Great Society Speech: Barry Goldwater's RNC Acceptance Speech
Great Society Speech: Barry Goldwater's RNC Acceptance Speech
Goldwater was LBJ's dream opponent in the 1964 election. An unapologetic ultra-conservative, Goldwater criticized the Great Society as a tyrannical intrusion of Big Brother into the lives of freedom-loving Americans.
Goldwater's 1960 book The Conscience of a Conservative laid out his own hard-liner stance on, well, just about everything. Now the Arizona senator wanted to bring his fiscally conservative, small-government, anticommunist policies to the White House. Even fellow Republicans cringed at his extreme far-right philosophy.
In his now legendary acceptance speech at the 1964 Republican Convention, Goldwater famously said that "extremism in the defense of liberty is no vice." His acceptance speech advocated the polar opposite of LBJ's Great Society beliefs.
Goldwater laid the blame for all the problems LBJ enumerated right at the feet of big-government Democrats. Centralized government planning destroyed individual initiative and creativity rather than nurturing it. Pushing equality on everyone was a bad idea; it's nothing more than "regimented sameness." People have to be free to manage their own lives and make their own choices, not be slaves to some liberty-destroying central government. The only rights the government should be protecting are property rights.

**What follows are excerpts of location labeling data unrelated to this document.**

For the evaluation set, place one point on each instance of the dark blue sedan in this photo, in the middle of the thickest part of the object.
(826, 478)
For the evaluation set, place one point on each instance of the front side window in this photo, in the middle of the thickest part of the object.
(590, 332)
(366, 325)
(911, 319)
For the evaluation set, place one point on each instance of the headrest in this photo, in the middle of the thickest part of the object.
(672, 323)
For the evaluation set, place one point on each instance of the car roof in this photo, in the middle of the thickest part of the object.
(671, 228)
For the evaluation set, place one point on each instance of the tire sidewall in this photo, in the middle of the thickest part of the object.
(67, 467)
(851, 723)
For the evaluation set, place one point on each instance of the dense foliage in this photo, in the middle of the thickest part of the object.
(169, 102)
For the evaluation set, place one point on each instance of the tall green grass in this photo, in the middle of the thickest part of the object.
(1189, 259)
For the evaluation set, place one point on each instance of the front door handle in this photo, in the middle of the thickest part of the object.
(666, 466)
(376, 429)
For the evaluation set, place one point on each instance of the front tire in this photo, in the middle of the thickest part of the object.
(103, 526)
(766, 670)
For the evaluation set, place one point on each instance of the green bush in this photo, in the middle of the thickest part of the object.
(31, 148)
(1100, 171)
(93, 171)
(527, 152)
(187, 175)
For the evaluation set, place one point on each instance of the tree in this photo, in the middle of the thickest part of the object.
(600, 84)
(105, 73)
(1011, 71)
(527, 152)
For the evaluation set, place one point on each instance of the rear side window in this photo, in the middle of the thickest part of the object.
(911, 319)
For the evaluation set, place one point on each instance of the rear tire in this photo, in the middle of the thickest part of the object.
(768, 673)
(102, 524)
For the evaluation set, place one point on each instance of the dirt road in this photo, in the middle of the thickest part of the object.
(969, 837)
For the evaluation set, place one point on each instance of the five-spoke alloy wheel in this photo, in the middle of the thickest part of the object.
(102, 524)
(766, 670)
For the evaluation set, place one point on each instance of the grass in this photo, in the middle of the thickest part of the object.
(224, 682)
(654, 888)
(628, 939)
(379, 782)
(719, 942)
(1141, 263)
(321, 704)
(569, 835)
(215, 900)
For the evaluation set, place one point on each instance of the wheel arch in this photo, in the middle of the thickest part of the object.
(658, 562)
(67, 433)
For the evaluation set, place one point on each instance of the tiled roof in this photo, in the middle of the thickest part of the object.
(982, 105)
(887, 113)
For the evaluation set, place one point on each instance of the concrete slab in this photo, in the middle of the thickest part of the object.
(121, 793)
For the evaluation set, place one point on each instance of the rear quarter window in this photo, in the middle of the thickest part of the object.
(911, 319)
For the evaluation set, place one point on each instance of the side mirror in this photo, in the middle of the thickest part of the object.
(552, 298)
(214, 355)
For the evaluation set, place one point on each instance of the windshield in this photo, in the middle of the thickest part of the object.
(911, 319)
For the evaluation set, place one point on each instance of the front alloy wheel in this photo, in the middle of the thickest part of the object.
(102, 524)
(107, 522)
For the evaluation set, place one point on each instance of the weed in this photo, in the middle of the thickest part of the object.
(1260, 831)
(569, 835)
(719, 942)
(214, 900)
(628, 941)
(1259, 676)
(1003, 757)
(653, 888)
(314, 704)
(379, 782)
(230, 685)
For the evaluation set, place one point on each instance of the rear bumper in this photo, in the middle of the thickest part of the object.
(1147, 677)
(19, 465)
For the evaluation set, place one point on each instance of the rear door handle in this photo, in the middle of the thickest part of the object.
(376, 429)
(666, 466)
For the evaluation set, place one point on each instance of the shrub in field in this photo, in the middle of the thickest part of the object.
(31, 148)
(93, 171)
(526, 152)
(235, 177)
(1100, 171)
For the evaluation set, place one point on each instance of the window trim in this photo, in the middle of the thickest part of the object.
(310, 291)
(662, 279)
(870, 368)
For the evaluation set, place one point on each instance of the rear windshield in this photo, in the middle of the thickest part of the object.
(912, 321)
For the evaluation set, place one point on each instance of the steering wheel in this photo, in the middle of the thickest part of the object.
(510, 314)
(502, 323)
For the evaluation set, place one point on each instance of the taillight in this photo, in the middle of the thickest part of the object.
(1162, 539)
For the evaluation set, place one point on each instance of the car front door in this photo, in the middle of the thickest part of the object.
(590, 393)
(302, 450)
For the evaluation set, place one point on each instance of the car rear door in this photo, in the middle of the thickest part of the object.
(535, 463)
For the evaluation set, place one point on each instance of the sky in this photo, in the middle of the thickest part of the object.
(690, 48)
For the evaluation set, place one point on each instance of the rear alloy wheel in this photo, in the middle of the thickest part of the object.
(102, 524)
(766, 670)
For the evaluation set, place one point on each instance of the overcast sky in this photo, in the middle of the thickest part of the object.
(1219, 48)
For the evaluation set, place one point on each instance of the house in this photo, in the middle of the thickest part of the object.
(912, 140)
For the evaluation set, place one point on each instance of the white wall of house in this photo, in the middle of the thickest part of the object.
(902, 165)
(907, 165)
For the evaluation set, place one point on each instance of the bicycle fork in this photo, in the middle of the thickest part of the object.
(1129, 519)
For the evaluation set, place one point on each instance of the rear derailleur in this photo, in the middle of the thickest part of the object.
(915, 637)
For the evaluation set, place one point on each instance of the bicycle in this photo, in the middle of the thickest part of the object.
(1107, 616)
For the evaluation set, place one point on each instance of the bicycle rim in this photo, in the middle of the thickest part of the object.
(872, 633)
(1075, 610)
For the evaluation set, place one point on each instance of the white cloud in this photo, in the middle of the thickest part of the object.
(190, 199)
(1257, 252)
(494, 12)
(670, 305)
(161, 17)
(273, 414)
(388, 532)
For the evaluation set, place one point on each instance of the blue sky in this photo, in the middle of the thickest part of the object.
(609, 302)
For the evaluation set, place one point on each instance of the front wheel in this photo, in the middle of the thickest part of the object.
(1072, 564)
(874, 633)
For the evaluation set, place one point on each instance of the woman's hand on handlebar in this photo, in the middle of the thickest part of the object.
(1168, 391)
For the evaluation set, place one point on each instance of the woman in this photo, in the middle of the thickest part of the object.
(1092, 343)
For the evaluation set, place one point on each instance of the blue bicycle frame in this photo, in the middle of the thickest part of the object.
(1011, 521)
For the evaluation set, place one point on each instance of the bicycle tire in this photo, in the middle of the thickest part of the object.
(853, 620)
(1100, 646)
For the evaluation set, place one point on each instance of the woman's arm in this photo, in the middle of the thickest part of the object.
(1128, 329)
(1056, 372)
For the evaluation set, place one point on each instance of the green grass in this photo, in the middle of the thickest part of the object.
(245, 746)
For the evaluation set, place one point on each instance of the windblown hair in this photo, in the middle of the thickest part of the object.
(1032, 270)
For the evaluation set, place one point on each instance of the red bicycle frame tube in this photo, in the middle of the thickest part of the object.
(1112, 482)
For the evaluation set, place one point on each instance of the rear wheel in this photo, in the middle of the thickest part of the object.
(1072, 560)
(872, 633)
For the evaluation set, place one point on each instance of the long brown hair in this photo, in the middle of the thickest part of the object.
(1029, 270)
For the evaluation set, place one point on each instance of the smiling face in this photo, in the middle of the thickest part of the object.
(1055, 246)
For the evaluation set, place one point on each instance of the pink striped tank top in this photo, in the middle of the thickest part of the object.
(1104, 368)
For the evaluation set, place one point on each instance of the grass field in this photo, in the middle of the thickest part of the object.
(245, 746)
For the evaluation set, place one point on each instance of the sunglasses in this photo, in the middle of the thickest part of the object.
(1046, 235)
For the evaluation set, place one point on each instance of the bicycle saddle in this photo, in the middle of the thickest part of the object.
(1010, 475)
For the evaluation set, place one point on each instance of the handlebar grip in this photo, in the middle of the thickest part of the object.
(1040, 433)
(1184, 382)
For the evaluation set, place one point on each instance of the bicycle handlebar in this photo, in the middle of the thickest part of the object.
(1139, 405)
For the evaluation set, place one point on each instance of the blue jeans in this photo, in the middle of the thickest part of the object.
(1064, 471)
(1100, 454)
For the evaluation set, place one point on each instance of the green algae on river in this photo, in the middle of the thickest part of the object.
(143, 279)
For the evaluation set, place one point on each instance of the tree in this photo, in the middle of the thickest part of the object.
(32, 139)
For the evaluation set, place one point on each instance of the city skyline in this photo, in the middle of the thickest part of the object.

The Goldwater campaign slogan "In Your Heart You Know He's Right" was countered by the Democrats: "In Your Guts You Know He's Nuts." (Source)
Johnson won the election by a landslide, earning the largest percentage of the popular vote of any presidential candidate since records were first kept in 1820. But Goldwater ignited a conservative revolution that laid the groundwork for a Republican party that declared war on the Great Society.